As a school board member, I lament that public education is all too partisan.
Democrats and Republicans disagree on teacher salaries and benefits, school prayer, discipline, vouchers for poor students to attend private schools, sex education, arming teachers, gender-neutral bathrooms, and saluting the American flag, among other things.
Yet each party mainly likes charter schools.
A brainchild of reform Democrats like Bill Clinton, charter schools are public schools authorized by public bodies. They cannot impose religion, charge tuition, or discriminate in admission. Yet they are autonomous like private schools, chosen by parents, able to focus on a single mission like Montessori schooling, and often staffed by untenured teachers who principals can hold accountable.
In short, charter schools combine public school equity with private school flexibility and customer service.
Two decades of research finds charter schools excelling on parent satisfaction and graduation rates. Overall results are mixed, but within low-income communities, charters typically show greater test scores gains than traditional public schools counterparts, and far greater success preparing disadvantaged students for college.
This fits with decades of common sense and research, summarized in the late Jeanne Chall’s classic The Academic Achievement Challenge. Chall and a range of other researchers find that, while middle class students do reasonably well in traditional public schools, most low-income students need more structured, teacher-centered learning. In low-income communities, charter schools like KIPP, Achievement First, and Success Schools provide that kind of culturally appropriate pedagogy.
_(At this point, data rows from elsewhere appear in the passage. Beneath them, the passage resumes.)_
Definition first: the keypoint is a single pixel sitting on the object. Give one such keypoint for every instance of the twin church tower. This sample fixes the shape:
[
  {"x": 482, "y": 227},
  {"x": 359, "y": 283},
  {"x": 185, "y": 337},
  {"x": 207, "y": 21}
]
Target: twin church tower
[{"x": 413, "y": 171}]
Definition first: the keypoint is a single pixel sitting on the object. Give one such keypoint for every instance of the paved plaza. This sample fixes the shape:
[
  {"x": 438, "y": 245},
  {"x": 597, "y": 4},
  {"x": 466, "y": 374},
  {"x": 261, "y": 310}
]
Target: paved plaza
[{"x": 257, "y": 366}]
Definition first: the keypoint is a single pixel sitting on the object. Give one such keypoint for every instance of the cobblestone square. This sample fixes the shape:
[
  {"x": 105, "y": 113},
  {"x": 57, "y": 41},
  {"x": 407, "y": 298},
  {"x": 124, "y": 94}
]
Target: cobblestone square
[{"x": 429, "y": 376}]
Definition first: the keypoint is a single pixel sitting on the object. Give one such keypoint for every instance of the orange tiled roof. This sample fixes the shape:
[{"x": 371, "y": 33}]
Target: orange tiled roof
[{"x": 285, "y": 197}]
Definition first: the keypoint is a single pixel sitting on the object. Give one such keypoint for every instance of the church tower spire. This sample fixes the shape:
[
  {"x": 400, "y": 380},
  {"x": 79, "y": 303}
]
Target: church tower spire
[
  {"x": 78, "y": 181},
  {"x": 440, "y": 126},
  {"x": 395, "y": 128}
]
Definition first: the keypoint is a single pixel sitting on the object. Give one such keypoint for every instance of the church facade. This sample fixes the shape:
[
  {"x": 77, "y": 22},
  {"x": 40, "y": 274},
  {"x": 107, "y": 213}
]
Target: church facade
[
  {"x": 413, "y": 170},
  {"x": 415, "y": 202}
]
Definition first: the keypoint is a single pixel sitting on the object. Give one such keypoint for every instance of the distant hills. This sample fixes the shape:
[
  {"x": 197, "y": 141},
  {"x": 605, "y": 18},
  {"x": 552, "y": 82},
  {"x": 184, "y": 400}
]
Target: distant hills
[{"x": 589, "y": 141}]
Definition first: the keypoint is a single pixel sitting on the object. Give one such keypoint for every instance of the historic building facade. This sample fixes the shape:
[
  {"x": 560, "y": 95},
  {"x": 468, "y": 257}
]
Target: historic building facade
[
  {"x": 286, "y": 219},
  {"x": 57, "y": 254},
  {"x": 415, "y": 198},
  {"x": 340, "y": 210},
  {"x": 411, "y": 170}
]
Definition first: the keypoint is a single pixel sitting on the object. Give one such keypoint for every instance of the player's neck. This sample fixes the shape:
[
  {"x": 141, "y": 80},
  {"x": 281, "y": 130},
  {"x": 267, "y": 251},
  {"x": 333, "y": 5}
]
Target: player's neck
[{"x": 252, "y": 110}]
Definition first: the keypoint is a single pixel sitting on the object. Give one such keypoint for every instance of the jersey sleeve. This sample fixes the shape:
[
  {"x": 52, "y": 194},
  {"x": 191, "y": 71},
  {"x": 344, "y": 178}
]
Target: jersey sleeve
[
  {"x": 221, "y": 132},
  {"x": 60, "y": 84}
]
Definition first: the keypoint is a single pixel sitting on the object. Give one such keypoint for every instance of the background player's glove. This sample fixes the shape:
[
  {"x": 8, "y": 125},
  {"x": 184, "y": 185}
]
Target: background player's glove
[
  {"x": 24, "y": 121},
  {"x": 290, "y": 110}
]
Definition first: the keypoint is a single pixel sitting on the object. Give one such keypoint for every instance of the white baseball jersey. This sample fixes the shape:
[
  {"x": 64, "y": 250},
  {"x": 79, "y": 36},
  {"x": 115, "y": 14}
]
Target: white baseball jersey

That’s why many low-income parents choose charters, and charters tend to locate in high-poverty, inner-city settings.
Further, though advantaged parents like me can move to a better school attendance zone or even run for school board like I did, low-income parents typically lack the money to move, and lack the time and clout to influence public school bureaucracies. If the local public schools are a bad fit, the disadvantaged are out of luck.
For those reasons, while disagreeing on private school vouchers, Democrats like Barack Obama and both Clintons and Republicans like George W. Bush and Donald Trump agree that public charter schools provide new opportunities for low-income parents to find what works for their kids. Each presidential administration increased funding to start charters.
But are charter schools located where needy students most need education alternatives? Washington, D.C.,’s 37,000 low-income children are served by over 120 charter schools, as well as district schools now improving to meet charter competition. In contrast, the 55,000 low-income children in neighboring Montgomery County, Maryland, have not a single charter to choose from.
Are such patterns common?
A new report from the Thomas Fordham Institute, Charter School Deserts: High-Poverty Neighborhoods with Limited Educational Options, offers some tentative answers.
A team of professors led by Miami University’s Andrew Saultz (full disclosure, Andrew is a friend) used geographic information system software to identify contiguous low-income census tracks in all fifty states lacking charter elementary schools, which they dub “charter school deserts.” You can look up findings for your state at Fordham’s website that accompanies the report.
Six states still lack charter schools: high-poverty Kentucky and West Virginia and low-poverty Montana, Vermont, and the Dakotas. Elsewhere, the percentage of high poverty areas without charters ranges from under 5 percent in California to most of Mississippi.
Some cities like Richmond, Virginia, have so few charter schools that virtually the entire metro area is a charter school desert. Others like Cincinnati, Ohio, have dozens of charter elementary schools, but those schools are geographically concentrated so that in practice few students can commute to them. Similarly, tiny Rhode Island has a decent number of charter schools for its size, but very few in high-poverty areas, so in practice half of low-income census tracks lack access to charter schools.
The authors recommend that policymakers and philanthropists focus less on building new charter schools in big cities where others already exist, and more on extending the reach of charters and other forms of school choice (like inter-district choice) into new, underserved high-poverty settings, such as inner-ring suburbs, and even some rural areas. Providing more equitable funding to charters, which typically get far less money than traditional public schools, could also help spread options.
Some high-poverty public school districts—Rogers, Arkansas, come to mind—do so well serving both rich and poor students that few additional options are needed. In general, though, the theme of Charter School Deserts is on target. Low-income Americans are underserved by public education; they need more schooling options for their kids.
When schools compete for parents, parents win—especially low-income parents. Spreading charter schools around can help make that happen.
The views expressed herein represent the opinions of the author and not necessarily the Thomas B. Fordham Institute.